Yesus disebut “Juru Selamat” karena Ia membebaskan manusia dari dosa, yakni segala sesuatu yang merusak relasi: dengan Allah, dengan sesama, dan dengan diri sendiri. Keselamatan yang Ia bawa bersifat relasional. Karena itu, iman Natal tidak cukup dirayakan di altar; ia harus menjelma di meja makan keluarga, dalam percakapan yang jujur, dalam kesediaan saling mengampuni, dan dalam tanggung jawab bersama membesarkan anak-anak dalam nilai Kristiani.
Dalam dunia yang juga dilanda krisis kebangsaan, kekerasan kemanusiaan, kerusakan ekologi, dan degradasi pendidikan, Natal mengingatkan kita pada akar persoalan: manusia yang lebih mengikuti kehendaknya sendiri daripada kehendak Tuhan.
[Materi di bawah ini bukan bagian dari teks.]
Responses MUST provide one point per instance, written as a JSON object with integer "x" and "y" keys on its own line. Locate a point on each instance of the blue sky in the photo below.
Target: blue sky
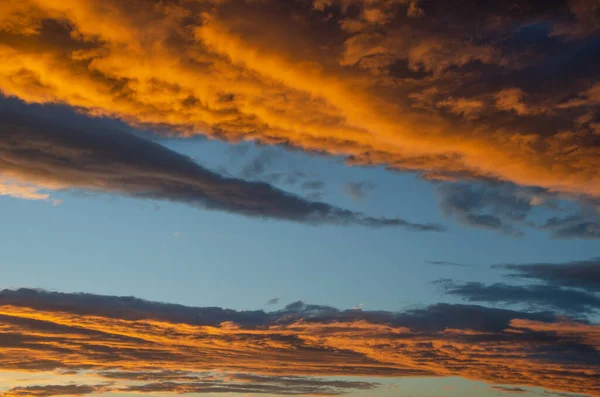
{"x": 308, "y": 197}
{"x": 172, "y": 252}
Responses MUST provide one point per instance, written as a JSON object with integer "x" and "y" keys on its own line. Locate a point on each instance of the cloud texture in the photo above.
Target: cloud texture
{"x": 504, "y": 91}
{"x": 127, "y": 338}
{"x": 64, "y": 151}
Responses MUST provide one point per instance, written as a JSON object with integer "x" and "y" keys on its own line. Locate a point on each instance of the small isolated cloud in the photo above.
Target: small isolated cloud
{"x": 357, "y": 190}
{"x": 509, "y": 389}
{"x": 572, "y": 288}
{"x": 447, "y": 263}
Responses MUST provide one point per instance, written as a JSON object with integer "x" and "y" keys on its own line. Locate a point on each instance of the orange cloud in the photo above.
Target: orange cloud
{"x": 253, "y": 71}
{"x": 71, "y": 332}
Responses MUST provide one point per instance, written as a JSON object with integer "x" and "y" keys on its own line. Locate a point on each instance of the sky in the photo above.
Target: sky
{"x": 309, "y": 197}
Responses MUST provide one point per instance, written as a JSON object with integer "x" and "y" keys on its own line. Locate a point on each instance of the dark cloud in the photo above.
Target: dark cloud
{"x": 450, "y": 264}
{"x": 257, "y": 166}
{"x": 357, "y": 190}
{"x": 504, "y": 91}
{"x": 234, "y": 383}
{"x": 576, "y": 274}
{"x": 547, "y": 297}
{"x": 509, "y": 209}
{"x": 189, "y": 349}
{"x": 66, "y": 151}
{"x": 182, "y": 349}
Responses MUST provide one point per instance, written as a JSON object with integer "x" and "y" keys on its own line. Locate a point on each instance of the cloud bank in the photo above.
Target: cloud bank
{"x": 505, "y": 91}
{"x": 173, "y": 348}
{"x": 60, "y": 150}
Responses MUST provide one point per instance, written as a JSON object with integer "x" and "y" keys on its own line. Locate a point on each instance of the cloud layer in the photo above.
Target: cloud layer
{"x": 572, "y": 288}
{"x": 59, "y": 150}
{"x": 506, "y": 91}
{"x": 126, "y": 338}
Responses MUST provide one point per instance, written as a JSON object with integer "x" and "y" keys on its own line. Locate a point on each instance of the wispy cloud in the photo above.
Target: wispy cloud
{"x": 336, "y": 77}
{"x": 73, "y": 152}
{"x": 133, "y": 338}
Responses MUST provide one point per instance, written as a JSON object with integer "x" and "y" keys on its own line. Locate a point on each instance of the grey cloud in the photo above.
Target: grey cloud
{"x": 357, "y": 190}
{"x": 545, "y": 297}
{"x": 511, "y": 209}
{"x": 447, "y": 263}
{"x": 576, "y": 274}
{"x": 77, "y": 153}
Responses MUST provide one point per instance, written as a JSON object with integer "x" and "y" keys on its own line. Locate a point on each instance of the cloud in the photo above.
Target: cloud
{"x": 446, "y": 263}
{"x": 571, "y": 288}
{"x": 509, "y": 209}
{"x": 343, "y": 78}
{"x": 583, "y": 275}
{"x": 541, "y": 297}
{"x": 119, "y": 338}
{"x": 62, "y": 151}
{"x": 231, "y": 383}
{"x": 357, "y": 190}
{"x": 509, "y": 390}
{"x": 54, "y": 390}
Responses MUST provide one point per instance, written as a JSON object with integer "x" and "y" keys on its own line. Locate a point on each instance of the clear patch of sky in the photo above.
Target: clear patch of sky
{"x": 172, "y": 252}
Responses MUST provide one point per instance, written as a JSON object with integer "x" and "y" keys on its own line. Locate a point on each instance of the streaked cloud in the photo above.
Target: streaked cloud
{"x": 571, "y": 288}
{"x": 127, "y": 338}
{"x": 65, "y": 151}
{"x": 501, "y": 91}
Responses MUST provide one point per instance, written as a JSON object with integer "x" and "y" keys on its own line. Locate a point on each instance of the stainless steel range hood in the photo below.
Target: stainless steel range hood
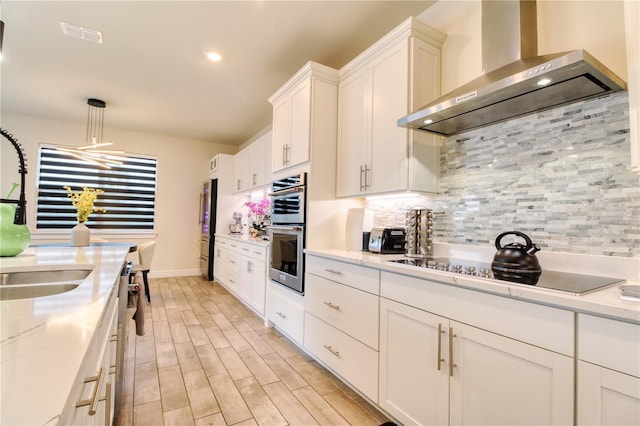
{"x": 527, "y": 84}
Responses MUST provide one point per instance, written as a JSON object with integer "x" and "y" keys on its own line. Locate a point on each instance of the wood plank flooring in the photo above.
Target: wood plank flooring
{"x": 208, "y": 360}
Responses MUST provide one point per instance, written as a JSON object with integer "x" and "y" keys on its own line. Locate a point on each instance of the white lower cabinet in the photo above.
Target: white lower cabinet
{"x": 241, "y": 268}
{"x": 351, "y": 359}
{"x": 451, "y": 356}
{"x": 285, "y": 310}
{"x": 608, "y": 372}
{"x": 437, "y": 371}
{"x": 414, "y": 382}
{"x": 94, "y": 394}
{"x": 341, "y": 320}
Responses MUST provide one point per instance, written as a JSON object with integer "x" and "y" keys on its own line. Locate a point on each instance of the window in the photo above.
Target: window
{"x": 129, "y": 192}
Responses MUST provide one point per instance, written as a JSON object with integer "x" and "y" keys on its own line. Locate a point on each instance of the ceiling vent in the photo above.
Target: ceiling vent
{"x": 76, "y": 31}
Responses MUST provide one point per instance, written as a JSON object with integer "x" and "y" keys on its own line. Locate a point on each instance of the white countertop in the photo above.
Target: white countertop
{"x": 605, "y": 302}
{"x": 43, "y": 340}
{"x": 244, "y": 239}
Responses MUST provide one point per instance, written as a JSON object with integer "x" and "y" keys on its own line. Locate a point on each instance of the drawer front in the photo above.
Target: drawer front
{"x": 609, "y": 343}
{"x": 353, "y": 311}
{"x": 234, "y": 246}
{"x": 539, "y": 325}
{"x": 365, "y": 279}
{"x": 354, "y": 361}
{"x": 285, "y": 313}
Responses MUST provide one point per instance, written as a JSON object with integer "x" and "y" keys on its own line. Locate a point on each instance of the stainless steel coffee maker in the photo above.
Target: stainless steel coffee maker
{"x": 419, "y": 223}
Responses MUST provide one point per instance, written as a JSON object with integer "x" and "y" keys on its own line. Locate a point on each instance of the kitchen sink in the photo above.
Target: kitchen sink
{"x": 31, "y": 283}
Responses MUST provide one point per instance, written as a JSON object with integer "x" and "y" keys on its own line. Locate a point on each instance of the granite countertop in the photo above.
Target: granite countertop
{"x": 43, "y": 340}
{"x": 605, "y": 302}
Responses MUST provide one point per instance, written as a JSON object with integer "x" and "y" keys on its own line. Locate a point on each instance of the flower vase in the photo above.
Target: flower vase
{"x": 14, "y": 239}
{"x": 80, "y": 235}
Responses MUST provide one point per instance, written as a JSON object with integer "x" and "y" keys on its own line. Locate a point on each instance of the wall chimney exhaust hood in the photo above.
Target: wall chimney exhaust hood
{"x": 526, "y": 84}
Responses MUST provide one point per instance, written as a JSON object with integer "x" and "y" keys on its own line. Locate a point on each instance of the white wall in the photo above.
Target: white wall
{"x": 562, "y": 25}
{"x": 182, "y": 167}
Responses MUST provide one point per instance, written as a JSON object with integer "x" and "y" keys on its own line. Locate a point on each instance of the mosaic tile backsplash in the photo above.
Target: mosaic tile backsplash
{"x": 560, "y": 176}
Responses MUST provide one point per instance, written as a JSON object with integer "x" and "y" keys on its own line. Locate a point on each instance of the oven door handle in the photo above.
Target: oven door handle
{"x": 286, "y": 191}
{"x": 284, "y": 228}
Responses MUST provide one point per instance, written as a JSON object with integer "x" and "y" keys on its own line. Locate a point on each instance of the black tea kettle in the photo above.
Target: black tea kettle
{"x": 516, "y": 262}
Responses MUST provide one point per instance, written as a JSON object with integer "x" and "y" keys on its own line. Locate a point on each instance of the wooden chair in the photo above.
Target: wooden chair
{"x": 145, "y": 255}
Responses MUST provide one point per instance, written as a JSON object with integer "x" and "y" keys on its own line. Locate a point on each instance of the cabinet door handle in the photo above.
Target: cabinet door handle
{"x": 333, "y": 351}
{"x": 332, "y": 306}
{"x": 116, "y": 338}
{"x": 440, "y": 333}
{"x": 92, "y": 402}
{"x": 107, "y": 410}
{"x": 451, "y": 363}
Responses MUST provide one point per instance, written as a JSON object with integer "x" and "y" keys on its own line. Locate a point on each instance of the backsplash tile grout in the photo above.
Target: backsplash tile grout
{"x": 561, "y": 176}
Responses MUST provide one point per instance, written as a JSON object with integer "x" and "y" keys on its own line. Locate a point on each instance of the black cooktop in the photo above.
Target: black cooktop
{"x": 564, "y": 282}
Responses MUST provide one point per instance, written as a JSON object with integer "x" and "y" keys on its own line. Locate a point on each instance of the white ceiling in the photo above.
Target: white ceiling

Pembaruan besar selalu dimulai dari unit terkecil. Keluarga yang dihidupi oleh kasih Kristus akan melahirkan Gereja yang sehat, masyarakat yang berbelarasa, dan bangsa yang berkeadaban. Seperti dikatakan teolog Karl Rahner, “Masa depan Gereja ditentukan oleh iman yang dihidupi secara konkret.” Dan iman itu pertama-tama dibentuk di rumah.
Saudari dan saudara terkasih, malam Natal ini mengundang kita membuka kembali ruang hati dan ruang keluarga bagi Sang Imanuel. Allah telah datang, bukan sebagai tamu sementara, melainkan sebagai Tuhan yang tinggal. Mari kita izinkan Dia menata kembali hidup kita, menyembuhkan relasi, dan menyalakan harapan. Dari palungan yang sederhana itu, Allah sedang membangun dunia baru, dimulai dari keluarga-keluarga yang mau percaya, berharap, dan mengasihi.
Petikan Butiran Sabda Allah hari ini:
”Allah lahir di palungan agar Ia dapat tinggal di rumah-rumah kita.”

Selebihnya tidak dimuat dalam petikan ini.